2026年5月16日(土)、佐野市葛生伝承館で開催されている「五月人形展」を訪れました。会場には、武者人形、掛軸、のぼり、甲冑飾りなど、端午の節句にまつわる品々が並んでいました。その中で、私が特に惹かれたのは「」の存在でした。今回は「五月人形の中の名馬たち」を紹介します。

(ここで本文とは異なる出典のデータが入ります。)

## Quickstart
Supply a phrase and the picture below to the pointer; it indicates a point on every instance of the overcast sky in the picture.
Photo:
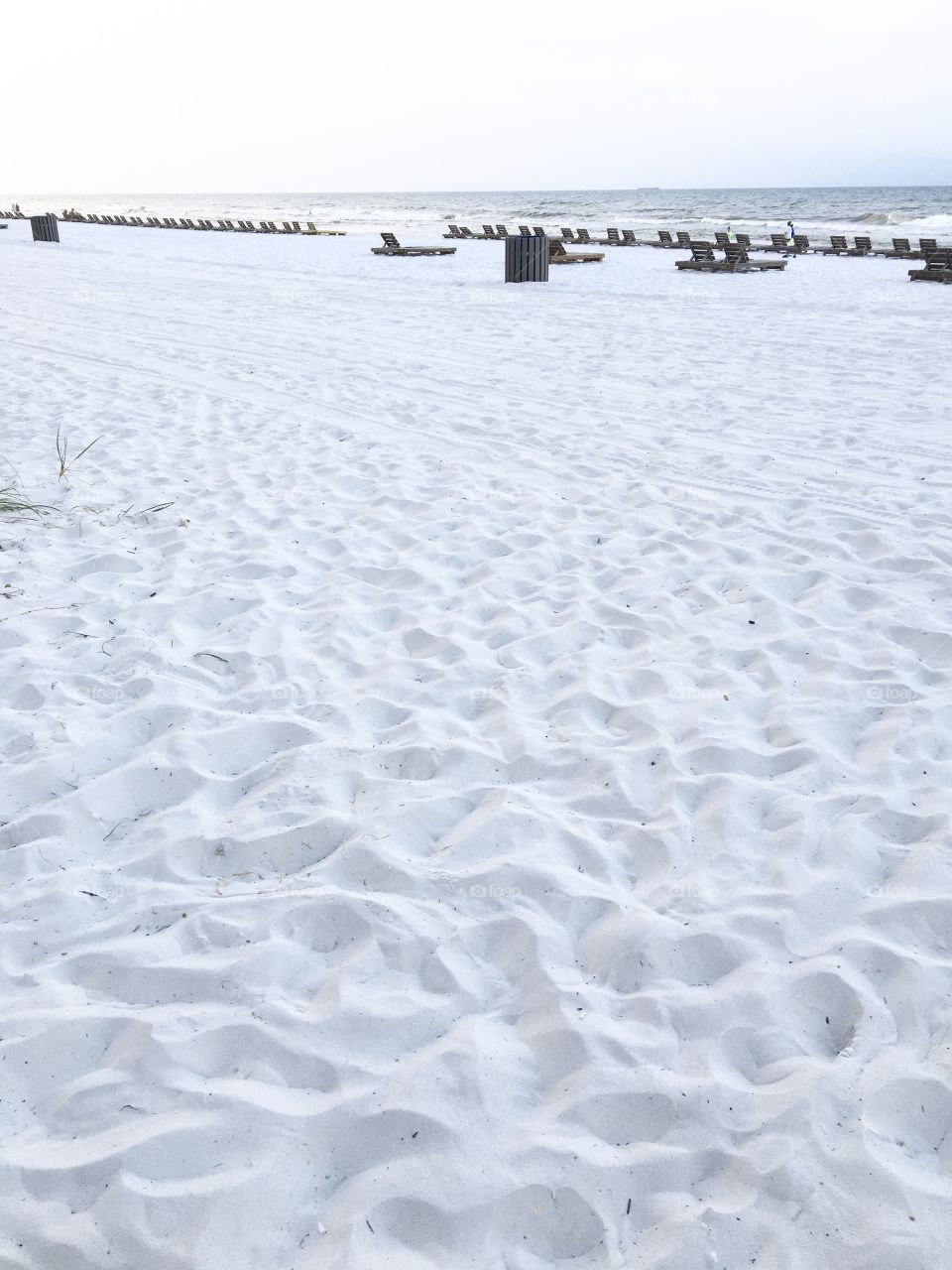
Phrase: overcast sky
(285, 95)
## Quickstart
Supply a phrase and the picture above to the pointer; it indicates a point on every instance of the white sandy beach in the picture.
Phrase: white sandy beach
(498, 816)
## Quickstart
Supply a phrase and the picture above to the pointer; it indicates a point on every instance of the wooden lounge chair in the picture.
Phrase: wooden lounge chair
(901, 250)
(740, 262)
(735, 261)
(938, 267)
(558, 255)
(702, 259)
(780, 243)
(393, 248)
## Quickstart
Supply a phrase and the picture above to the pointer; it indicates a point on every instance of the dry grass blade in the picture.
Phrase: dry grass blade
(62, 451)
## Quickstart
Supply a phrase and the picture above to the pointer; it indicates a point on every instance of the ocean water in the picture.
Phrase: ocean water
(880, 211)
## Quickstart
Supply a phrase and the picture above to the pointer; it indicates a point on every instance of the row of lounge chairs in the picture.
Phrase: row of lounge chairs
(556, 252)
(800, 244)
(154, 222)
(737, 259)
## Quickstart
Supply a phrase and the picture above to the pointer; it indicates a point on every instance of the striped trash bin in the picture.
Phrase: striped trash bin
(527, 258)
(46, 229)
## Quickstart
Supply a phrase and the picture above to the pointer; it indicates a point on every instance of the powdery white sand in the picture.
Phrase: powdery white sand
(498, 816)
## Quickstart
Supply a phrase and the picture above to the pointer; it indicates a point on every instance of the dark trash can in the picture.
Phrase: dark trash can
(527, 258)
(46, 229)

掛軸には、白馬や黒馬にまたがる武将たちの姿が数多く描かれていました。


勇ましく前脚を上げる馬。

風になびく鬣(たてがみ)。

赤や紫の豪華な総(ふさ)飾り。


そこに描かれていたのは、実際の軍馬というよりも、「英雄を乗せる理想の名馬」の姿のように思えます。


特に白馬は、


神聖

高貴

勝利

出世


を象徴する存在として好まれてきました。


五月節句が「男児の健やかな成長と立身出世」を願う行事であったことを考えると、白馬はまさに理想の象徴だったのでしょう。



展示室には、小さな馬の人形も並んでいました。


赤い房飾りをまとい、華やかな鞍を付けた白馬たちです。


興味深かったのは、掛軸の馬と立体の馬が、よく似た姿をしていたことです。


首を高く上げる姿勢

長い総飾り

紫や赤の装飾

優美な細身の体


平面の武者絵の世界が、そのまま立体化されたようにも感じられました。


かつて「馬」は憧れの存在であり、特別な存在でした。


戦場を駆ける軍馬。

祭礼を彩る神馬。

人や荷を運ぶ働き馬。


馬は、人々の暮らしや祈りの中に深く結びついていました。

だからこそ、五月人形の世界にも、多くの「名馬」が登場したのでしょう。

そこには、


「強く、たくましく、立派に育ってほしい」


という願いが込められていたように思います。



華やかな装飾の奥に、日本人が抱いてきた“馬への憧れ”が見えてくるようでした。


五月人形の中の名馬たちは、単なる飾りではなく、人々の願いや理想を乗せた存在だったのかもしれません。


今も「鯉のぼり」に託されている子どもたちの健やかな成長と未来。

「五月人形の中の名馬たち」がその想いを受け止めていた時代があったのかもしれません。